How to Run grep With Multiple AND Patterns?

The grep is one of the most widely used commands to find or match the patterns in the text files or the command’s output. The grep or Global Regular Expression Print” can be used with different regular expressions and operator variations. One is the “AND” operator, which finds and prints specific data from a text file, and what if you want to use grep with multiple “AND” patterns? It is possible using the “-e” flag of the grep command.

This post will explain the working of grep to handle multiple AND patterns: 

  • How to Run grep With Multiple AND Patterns?
  • Syntax of grep Command
  • Examples

How to Run grep With Multiple AND Patterns?

The Global Regular Expression print or grep is an open-source, accessible, trendy command line utility. It is mainly used for finding the required text from the files using regular expressions. It plays quite a significant role in Linux as it can save lots of time to find specific text/numbers/strings or other related data.

A more detailed guide discussing every meaningful use of the grep command can be read here.

Syntax of the grep Command in Linux

The grep command, when used with multiple AND patterns, is used in the following syntax:


grep 'pattern1.*pattern2' filename

To view the list of options, use this help command:

$ grep --help

How to Run the grep Command With Multiple Patterns?

The “-e” flag is used with the grep to run with multiple AND patterns in this way:

grep -e pattern1 -e pattern2 [File-Name]

Here, the “-e” specifies each pattern to be searched and if you want to add more patterns to it, add the “-e” flag before it.

The file’s contents in each example will help you work multiple AND patterns in the grep command:

This is a sample file.
It has some lines of text.
There are a few words.
For example, we might look for the word "sample".
We can also search for multiple AND patterns at once.
Let's try searching for "sample" and "file" together.

Example 1: Find and View Text Using Multiple AND Patterns

In this example, the text “example”, and “sample” are to be found from the “file.txt.

$ grep -e example -e sample file.txt

As expected, the grep command filters multiple text patterns with the “-e” flag.

Example 2: Count the Lines of Occurances of the Specified Text

The “-e and -c” can be combined to count the lines where the text is found in the file in this way:

$ grep -ce example -ce sample file.txt

As expected, there are three lines in which the words “example” and “sample” are present.

Example 3: Match the Whole Word

If there is a lot of information in a text file and you want to view only the whole words, the “-e” flag can be used “-w” flag in this way:

$ grep -we examples -we sample file.txt

The above command displays all the information in the file but highlights only the whole words. The word “examples” is not equivalent to “example.”

Example 4: Find and View Text in Multiple Files

To find the occurrences of a word across multiple files (google in this instance), the “-e” flag with the “-n” flag is used in this format:

$ grep -ne example file.txt -ne bird file2.txt

The above command upon execution also displays the line numbers in which the pattern is matched.

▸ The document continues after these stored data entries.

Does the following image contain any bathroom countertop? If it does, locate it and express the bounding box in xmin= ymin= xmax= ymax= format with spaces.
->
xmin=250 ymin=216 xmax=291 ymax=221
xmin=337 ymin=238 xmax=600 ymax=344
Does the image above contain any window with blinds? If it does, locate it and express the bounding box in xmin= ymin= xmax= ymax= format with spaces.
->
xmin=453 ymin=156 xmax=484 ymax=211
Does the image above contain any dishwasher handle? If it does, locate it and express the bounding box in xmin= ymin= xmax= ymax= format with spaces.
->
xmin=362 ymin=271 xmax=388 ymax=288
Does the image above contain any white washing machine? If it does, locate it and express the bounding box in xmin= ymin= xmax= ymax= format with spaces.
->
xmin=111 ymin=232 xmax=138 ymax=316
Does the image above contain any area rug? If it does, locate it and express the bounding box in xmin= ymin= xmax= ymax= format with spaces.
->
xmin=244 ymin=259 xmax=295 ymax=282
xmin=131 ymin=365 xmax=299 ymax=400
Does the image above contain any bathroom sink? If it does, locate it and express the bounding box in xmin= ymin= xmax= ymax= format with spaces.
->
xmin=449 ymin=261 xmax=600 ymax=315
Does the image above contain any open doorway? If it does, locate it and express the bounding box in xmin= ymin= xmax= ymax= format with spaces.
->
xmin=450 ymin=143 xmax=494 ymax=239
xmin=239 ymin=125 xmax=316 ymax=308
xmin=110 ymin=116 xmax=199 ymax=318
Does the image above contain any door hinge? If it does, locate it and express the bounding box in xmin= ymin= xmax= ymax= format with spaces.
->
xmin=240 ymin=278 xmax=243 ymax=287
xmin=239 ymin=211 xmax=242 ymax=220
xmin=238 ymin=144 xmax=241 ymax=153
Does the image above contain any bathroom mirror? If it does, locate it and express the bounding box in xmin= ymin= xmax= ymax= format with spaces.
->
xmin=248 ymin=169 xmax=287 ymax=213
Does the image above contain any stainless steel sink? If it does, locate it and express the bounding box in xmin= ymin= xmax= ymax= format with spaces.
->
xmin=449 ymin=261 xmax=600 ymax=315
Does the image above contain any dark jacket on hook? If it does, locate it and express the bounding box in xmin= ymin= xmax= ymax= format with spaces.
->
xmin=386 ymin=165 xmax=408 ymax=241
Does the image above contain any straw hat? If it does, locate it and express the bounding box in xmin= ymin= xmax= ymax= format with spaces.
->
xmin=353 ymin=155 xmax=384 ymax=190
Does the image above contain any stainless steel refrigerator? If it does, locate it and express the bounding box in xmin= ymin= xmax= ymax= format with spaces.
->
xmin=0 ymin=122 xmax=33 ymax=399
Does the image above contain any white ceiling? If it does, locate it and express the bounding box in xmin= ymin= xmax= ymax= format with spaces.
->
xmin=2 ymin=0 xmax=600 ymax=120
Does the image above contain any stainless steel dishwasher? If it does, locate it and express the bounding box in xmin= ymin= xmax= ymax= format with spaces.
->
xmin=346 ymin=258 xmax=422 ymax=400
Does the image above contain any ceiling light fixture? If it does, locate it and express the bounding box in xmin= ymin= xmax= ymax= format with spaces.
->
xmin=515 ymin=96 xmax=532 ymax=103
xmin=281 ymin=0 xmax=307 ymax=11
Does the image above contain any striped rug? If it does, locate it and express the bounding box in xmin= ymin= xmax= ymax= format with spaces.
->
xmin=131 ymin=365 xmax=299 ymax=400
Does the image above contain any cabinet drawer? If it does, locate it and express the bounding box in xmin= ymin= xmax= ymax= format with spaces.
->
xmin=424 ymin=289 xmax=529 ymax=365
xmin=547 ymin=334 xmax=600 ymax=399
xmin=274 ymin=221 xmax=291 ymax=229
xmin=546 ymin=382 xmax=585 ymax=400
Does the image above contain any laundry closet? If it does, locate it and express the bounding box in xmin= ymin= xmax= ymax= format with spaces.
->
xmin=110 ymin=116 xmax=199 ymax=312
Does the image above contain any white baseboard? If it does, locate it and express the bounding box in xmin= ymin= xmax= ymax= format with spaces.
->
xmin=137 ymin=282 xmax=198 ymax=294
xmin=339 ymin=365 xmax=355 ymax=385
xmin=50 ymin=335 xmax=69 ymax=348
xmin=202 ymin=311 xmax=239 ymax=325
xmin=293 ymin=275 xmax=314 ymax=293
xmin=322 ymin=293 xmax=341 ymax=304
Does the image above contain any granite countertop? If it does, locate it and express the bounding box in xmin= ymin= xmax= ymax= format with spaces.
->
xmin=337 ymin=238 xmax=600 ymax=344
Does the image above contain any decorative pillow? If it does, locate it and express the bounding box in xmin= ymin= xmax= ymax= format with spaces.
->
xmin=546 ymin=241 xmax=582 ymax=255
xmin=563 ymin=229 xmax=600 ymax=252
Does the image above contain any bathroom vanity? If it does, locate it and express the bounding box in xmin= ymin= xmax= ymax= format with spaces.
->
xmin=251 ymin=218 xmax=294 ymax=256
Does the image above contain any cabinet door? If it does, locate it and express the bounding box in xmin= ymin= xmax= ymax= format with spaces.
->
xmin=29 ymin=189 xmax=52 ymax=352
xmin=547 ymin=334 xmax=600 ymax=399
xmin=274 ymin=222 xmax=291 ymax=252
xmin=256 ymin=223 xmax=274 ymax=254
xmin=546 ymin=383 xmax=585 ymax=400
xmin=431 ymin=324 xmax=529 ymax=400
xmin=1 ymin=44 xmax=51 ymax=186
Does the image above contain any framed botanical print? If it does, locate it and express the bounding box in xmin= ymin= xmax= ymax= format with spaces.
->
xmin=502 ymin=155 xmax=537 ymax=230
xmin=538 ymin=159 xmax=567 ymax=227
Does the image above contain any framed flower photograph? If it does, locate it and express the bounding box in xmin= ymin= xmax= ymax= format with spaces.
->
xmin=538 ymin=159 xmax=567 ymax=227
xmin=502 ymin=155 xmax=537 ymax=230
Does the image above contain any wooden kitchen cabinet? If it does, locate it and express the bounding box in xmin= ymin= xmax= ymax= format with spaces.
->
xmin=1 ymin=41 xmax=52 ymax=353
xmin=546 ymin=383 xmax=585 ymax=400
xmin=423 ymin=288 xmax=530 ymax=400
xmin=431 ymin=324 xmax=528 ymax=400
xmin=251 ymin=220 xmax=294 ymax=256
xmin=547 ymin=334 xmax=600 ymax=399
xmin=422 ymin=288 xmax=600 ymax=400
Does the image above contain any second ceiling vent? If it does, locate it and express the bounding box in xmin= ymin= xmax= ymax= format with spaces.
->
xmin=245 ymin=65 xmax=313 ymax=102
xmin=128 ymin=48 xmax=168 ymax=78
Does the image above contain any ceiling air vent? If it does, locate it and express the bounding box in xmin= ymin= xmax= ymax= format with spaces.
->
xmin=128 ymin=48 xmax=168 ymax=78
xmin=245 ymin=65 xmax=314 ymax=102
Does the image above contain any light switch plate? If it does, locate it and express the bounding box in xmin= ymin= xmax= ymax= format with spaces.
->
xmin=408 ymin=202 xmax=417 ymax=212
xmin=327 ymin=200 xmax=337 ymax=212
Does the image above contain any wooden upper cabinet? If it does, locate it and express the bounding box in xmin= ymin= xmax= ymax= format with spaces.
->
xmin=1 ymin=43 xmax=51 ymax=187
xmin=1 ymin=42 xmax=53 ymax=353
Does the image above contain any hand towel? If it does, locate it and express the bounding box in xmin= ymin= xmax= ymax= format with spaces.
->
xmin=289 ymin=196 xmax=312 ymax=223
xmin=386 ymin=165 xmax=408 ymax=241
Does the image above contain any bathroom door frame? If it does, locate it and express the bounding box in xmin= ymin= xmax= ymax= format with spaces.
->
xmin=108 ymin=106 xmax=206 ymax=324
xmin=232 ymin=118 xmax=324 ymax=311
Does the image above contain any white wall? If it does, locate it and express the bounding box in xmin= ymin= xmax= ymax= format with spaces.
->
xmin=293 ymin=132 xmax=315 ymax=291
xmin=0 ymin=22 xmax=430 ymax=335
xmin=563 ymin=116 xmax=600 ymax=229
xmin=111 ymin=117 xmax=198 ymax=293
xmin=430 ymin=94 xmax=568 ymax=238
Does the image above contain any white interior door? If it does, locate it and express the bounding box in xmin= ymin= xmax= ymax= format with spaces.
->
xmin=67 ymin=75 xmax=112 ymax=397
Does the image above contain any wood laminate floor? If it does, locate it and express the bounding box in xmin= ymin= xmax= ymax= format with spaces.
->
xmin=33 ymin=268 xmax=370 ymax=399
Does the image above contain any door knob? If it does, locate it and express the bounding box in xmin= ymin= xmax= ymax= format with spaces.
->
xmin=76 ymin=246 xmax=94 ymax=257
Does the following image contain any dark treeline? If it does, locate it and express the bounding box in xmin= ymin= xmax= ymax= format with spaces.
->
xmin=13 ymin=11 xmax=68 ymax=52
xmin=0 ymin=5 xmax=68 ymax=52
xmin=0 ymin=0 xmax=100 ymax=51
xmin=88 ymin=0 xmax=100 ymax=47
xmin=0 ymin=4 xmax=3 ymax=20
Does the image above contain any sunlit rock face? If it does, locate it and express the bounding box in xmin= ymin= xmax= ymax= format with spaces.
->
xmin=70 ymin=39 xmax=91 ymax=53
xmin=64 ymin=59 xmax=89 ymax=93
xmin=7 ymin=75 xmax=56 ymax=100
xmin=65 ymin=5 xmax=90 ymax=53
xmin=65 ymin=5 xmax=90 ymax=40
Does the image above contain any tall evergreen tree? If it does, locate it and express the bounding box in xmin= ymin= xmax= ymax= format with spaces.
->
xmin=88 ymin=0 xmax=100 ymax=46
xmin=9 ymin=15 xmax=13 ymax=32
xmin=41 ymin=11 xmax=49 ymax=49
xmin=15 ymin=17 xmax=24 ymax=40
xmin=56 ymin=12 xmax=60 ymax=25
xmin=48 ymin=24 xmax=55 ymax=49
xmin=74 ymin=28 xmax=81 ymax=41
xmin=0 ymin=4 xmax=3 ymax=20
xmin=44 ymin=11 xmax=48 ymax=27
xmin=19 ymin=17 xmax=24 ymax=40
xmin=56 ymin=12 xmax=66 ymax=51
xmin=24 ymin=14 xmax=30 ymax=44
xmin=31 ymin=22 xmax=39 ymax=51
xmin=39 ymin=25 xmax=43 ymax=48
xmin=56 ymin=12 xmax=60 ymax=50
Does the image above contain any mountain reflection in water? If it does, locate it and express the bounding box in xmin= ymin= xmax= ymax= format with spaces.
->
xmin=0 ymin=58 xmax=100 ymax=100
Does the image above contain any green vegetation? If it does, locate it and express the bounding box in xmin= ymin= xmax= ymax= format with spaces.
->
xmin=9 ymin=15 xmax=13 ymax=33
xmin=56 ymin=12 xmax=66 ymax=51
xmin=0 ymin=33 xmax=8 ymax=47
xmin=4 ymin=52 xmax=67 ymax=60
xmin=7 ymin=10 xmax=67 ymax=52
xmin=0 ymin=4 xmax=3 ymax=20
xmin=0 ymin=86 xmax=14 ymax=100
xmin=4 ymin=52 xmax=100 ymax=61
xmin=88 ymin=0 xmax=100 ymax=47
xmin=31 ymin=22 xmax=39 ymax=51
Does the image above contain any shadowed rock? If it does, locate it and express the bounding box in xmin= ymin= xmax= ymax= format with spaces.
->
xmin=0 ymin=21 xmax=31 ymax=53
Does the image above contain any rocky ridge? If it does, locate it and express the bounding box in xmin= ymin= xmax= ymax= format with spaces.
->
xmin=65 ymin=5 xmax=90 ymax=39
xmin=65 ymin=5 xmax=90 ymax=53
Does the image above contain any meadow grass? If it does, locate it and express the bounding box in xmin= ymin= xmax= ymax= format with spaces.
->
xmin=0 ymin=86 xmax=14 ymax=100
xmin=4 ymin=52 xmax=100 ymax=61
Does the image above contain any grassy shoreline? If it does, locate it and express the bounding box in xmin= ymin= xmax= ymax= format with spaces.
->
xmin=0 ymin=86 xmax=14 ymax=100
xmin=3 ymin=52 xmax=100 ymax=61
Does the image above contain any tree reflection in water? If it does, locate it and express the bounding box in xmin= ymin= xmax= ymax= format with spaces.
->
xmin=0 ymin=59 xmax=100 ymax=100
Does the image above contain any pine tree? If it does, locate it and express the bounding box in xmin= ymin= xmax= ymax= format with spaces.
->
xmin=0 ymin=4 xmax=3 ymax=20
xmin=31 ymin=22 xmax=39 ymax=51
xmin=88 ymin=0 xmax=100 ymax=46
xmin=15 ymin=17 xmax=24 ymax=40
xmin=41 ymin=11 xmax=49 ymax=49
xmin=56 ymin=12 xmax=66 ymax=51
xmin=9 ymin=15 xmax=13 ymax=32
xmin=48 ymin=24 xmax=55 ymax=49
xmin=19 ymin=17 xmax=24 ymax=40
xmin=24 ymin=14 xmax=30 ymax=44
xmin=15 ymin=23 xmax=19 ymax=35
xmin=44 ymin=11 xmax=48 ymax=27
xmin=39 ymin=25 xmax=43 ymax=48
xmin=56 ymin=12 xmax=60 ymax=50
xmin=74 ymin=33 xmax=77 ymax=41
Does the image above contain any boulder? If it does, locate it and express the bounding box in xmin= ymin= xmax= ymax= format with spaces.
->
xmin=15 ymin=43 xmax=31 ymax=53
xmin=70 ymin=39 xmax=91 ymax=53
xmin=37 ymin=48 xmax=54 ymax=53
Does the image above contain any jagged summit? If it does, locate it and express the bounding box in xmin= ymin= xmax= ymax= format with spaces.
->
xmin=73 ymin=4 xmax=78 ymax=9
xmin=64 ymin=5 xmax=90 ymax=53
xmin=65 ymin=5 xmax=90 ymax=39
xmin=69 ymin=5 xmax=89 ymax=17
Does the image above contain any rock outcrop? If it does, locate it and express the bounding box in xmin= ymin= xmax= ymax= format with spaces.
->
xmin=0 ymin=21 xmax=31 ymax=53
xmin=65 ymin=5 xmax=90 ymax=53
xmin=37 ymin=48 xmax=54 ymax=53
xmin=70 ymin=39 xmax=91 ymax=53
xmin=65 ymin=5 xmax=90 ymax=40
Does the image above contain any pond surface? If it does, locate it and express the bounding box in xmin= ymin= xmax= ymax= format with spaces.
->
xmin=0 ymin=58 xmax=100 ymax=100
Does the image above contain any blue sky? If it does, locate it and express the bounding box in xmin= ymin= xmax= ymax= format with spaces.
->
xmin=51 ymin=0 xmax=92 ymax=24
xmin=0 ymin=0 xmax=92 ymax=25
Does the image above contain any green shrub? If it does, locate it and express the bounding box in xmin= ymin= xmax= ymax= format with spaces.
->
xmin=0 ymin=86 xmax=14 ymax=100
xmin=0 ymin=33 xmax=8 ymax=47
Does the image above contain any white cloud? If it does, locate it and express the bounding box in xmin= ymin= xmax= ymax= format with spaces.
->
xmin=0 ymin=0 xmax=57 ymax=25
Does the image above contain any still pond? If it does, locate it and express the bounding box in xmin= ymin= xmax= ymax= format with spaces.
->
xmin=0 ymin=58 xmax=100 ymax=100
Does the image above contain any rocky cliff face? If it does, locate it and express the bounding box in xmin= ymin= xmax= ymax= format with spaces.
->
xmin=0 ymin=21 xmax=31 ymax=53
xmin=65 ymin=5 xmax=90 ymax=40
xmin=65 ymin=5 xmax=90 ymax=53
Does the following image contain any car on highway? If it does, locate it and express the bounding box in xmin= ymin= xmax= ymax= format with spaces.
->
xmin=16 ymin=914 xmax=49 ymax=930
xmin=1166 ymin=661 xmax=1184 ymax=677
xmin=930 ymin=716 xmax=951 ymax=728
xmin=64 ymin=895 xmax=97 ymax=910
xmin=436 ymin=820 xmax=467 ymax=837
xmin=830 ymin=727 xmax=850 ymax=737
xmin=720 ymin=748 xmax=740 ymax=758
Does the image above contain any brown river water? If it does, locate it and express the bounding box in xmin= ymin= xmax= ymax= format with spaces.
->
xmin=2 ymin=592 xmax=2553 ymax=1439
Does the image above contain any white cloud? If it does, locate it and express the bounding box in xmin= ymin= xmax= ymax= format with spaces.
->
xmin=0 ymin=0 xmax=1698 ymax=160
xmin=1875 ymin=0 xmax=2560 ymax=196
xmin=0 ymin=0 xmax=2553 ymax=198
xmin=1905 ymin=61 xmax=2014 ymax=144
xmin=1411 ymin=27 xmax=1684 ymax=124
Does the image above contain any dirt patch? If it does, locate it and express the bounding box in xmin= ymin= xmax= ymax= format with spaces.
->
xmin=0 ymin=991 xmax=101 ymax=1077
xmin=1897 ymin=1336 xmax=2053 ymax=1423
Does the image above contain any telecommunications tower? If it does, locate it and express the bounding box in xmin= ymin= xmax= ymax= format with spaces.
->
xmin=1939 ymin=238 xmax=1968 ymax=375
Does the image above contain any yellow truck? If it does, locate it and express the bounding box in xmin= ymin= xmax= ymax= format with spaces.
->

Example 5: Find and View Text Using Multiple AND Patterns and Regular Expressions

to use the AND operator in grep with regular expressions, the “.* (dot-star)” is used as this:

$ grep 'few.*examples' file.txt

The above command matches any line that contains the word “few” followed by any number of characters and then the word “examples”. When both words are present in the same line, the order is ignored by it.


The “-e” flag runs grep with multiple AND patterns. It is used to specify an expression. Users can also combine flags such as “-w, -c” to search and view more precise data. The “-e and -n” flags are used for multiple files. All of the outputs can be examined in the images attached above. This guide explained the “-e” flag of the grep command to work with multiple AND patterns.